Trovo poco originale sia il lavoro compositivo e di arrangiamento dei brani che il concept stesso dell’album. Non ci apre gli occhi Gary Numan, con “Intruder” prende le parti della Terra in un modo davvero svogliato e puerile, come se stesse scribacchiando il contenuto di una traccia generica e “attuale” assegnata da un professore del liceo tramite un compito in classe.
Gary Numan è stato molto importante a inizio anni ’80 cavalcando l’onda altissima della new wave e ispirando molti artisti a ruota. Dentro “Intruder” non troviamo nemmeno niente di tutto questo. I celeberrimi synthoni lunghi ritornano senza una precisa ragione in questa soundtrack di un film polpettone apocalittico che per fortuna non vedremo mai, lasciando solo un sapore insulso e insipido. Il sound suona appunto vecchio, ma non ci riporta, più o meno piacevolmente, a quello di quegli anni, ci porta un po’ più vicino, circa a fine anni ’90. L’elettronica e le chitarre sintetiche sembrano riaffiorare dal profondo nu metal dozzinale di una ventina d’anni fa. Gary Numan canta a metà tra un adolescente Jonathan Davis e un clone mal riuscito di sè stesso in fissa coi Depeche Mode. Il disco è anche molto lungo come durata, proprio come si usava all’epoca, 1 ora e 4 minuti per un disco pop? Ma che siamo nel 1999?

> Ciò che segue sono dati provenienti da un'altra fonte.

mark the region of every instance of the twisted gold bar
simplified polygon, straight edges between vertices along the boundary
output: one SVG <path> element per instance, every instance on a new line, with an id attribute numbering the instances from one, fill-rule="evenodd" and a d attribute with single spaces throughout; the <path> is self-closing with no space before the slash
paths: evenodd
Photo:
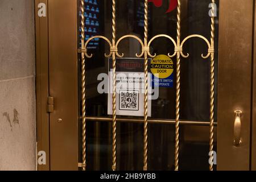
<path id="1" fill-rule="evenodd" d="M 147 48 L 148 39 L 148 0 L 144 0 L 144 48 Z M 147 93 L 148 93 L 148 63 L 147 63 L 147 51 L 144 51 L 144 134 L 143 134 L 143 170 L 147 170 Z"/>
<path id="2" fill-rule="evenodd" d="M 81 50 L 84 49 L 84 2 L 81 0 Z M 85 171 L 86 167 L 86 121 L 85 121 L 85 53 L 81 51 L 82 56 L 82 170 Z"/>
<path id="3" fill-rule="evenodd" d="M 112 170 L 115 171 L 117 168 L 117 115 L 116 115 L 116 59 L 115 51 L 115 0 L 112 0 L 112 63 L 113 63 L 113 124 L 112 124 Z"/>
<path id="4" fill-rule="evenodd" d="M 180 15 L 181 3 L 180 0 L 177 1 L 177 48 L 180 46 Z M 179 170 L 179 127 L 180 127 L 180 51 L 177 51 L 176 65 L 176 119 L 175 119 L 175 171 Z"/>
<path id="5" fill-rule="evenodd" d="M 213 3 L 215 3 L 215 0 L 212 0 Z M 214 6 L 212 6 L 212 17 L 210 18 L 210 45 L 211 49 L 213 50 L 210 53 L 210 148 L 209 151 L 213 150 L 213 122 L 214 122 Z M 213 154 L 210 156 L 210 161 L 213 161 Z M 213 171 L 213 164 L 211 163 L 209 166 L 210 171 Z"/>

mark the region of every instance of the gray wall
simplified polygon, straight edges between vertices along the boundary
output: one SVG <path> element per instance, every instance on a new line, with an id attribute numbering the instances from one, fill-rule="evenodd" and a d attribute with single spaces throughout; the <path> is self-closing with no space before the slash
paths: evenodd
<path id="1" fill-rule="evenodd" d="M 0 0 L 0 170 L 36 169 L 33 0 Z"/>

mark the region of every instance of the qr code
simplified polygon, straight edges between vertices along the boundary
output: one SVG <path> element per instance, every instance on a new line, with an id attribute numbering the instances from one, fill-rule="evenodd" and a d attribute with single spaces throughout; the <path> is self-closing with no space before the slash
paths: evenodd
<path id="1" fill-rule="evenodd" d="M 139 110 L 139 90 L 120 90 L 119 109 Z"/>

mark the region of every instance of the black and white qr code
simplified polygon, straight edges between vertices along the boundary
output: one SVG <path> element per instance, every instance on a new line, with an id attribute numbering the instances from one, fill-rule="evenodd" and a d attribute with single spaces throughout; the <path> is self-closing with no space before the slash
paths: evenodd
<path id="1" fill-rule="evenodd" d="M 139 110 L 139 90 L 120 90 L 119 109 Z"/>

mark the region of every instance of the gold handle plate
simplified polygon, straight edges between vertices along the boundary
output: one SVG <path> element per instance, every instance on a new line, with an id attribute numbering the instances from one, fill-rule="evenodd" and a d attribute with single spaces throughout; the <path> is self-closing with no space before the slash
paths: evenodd
<path id="1" fill-rule="evenodd" d="M 234 122 L 234 144 L 239 146 L 241 144 L 241 114 L 242 111 L 237 110 L 234 111 L 236 118 Z"/>

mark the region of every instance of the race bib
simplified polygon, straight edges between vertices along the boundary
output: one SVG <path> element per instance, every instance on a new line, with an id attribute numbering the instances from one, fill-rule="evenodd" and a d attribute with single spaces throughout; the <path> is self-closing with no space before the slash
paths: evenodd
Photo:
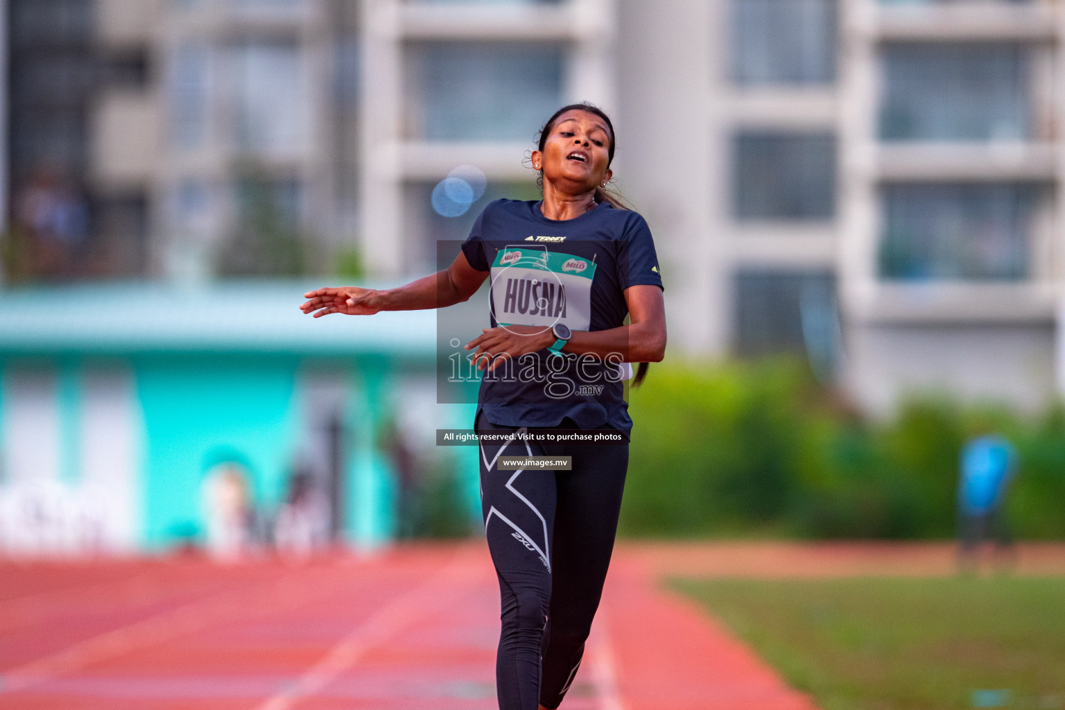
<path id="1" fill-rule="evenodd" d="M 595 262 L 527 247 L 499 249 L 492 264 L 492 314 L 501 326 L 591 325 Z"/>

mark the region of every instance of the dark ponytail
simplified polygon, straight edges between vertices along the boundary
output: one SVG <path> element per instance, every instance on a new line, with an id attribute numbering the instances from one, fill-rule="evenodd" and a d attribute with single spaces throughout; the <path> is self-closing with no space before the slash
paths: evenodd
<path id="1" fill-rule="evenodd" d="M 569 105 L 562 106 L 555 113 L 551 115 L 547 122 L 543 125 L 540 129 L 540 134 L 537 136 L 537 149 L 543 152 L 543 146 L 547 142 L 547 136 L 551 134 L 553 128 L 555 128 L 555 121 L 558 117 L 564 114 L 567 111 L 587 111 L 590 114 L 595 114 L 600 118 L 606 121 L 606 127 L 610 130 L 610 145 L 607 146 L 607 167 L 610 167 L 610 163 L 613 162 L 613 150 L 617 146 L 617 137 L 613 133 L 613 123 L 610 121 L 610 117 L 600 109 L 599 106 L 588 103 L 587 101 L 581 101 L 580 103 L 571 103 Z M 539 185 L 540 191 L 543 192 L 543 170 L 537 170 L 536 184 Z M 596 187 L 595 192 L 592 194 L 592 199 L 595 203 L 607 202 L 612 208 L 619 210 L 632 210 L 633 208 L 623 200 L 616 192 L 612 189 L 607 189 L 606 187 Z M 639 367 L 636 369 L 636 377 L 633 378 L 633 384 L 630 386 L 638 387 L 643 383 L 643 378 L 648 376 L 649 365 L 645 362 L 641 362 Z"/>

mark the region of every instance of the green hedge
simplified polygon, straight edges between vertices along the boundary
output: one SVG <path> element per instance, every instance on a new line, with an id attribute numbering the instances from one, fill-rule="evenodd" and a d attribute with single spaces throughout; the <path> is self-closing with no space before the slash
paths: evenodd
<path id="1" fill-rule="evenodd" d="M 873 423 L 792 361 L 660 364 L 630 393 L 621 532 L 654 536 L 949 538 L 958 451 L 995 429 L 1017 447 L 1007 515 L 1065 538 L 1065 411 L 912 399 Z"/>

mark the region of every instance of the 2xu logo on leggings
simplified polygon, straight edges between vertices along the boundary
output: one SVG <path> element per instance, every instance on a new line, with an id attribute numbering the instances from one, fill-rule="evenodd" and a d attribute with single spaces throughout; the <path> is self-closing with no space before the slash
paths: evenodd
<path id="1" fill-rule="evenodd" d="M 542 249 L 499 249 L 492 264 L 492 312 L 499 325 L 561 323 L 588 330 L 595 263 Z"/>

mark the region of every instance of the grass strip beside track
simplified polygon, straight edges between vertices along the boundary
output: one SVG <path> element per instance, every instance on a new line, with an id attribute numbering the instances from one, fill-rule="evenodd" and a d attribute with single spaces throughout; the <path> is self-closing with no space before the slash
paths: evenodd
<path id="1" fill-rule="evenodd" d="M 823 710 L 1065 709 L 1065 577 L 671 585 Z"/>

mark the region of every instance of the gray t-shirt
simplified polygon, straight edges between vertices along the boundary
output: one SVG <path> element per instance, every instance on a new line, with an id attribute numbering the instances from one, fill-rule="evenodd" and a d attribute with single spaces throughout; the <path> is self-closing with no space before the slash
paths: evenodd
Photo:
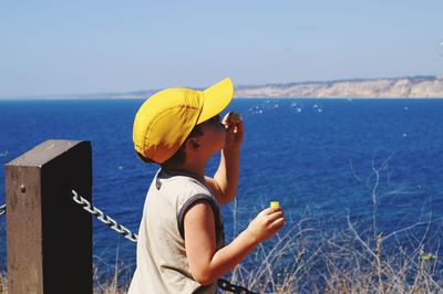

Purtroppo “Intruder” non passerà alla Storia, ma anzi (per fortuna) passerà molto in sordina.
Temo che la carriera di Gary Numan sia giunta al lumicino, ma probabilmente lo vedremo sfornare qualche altro disco perchè comunque un artista non può fare altro, e lui sicuramente è un artista.
Vado ad ascoltarmi “The Pleasure Principle” và !
Ciao Gary, ci vediamo nel 1979 che è meglio.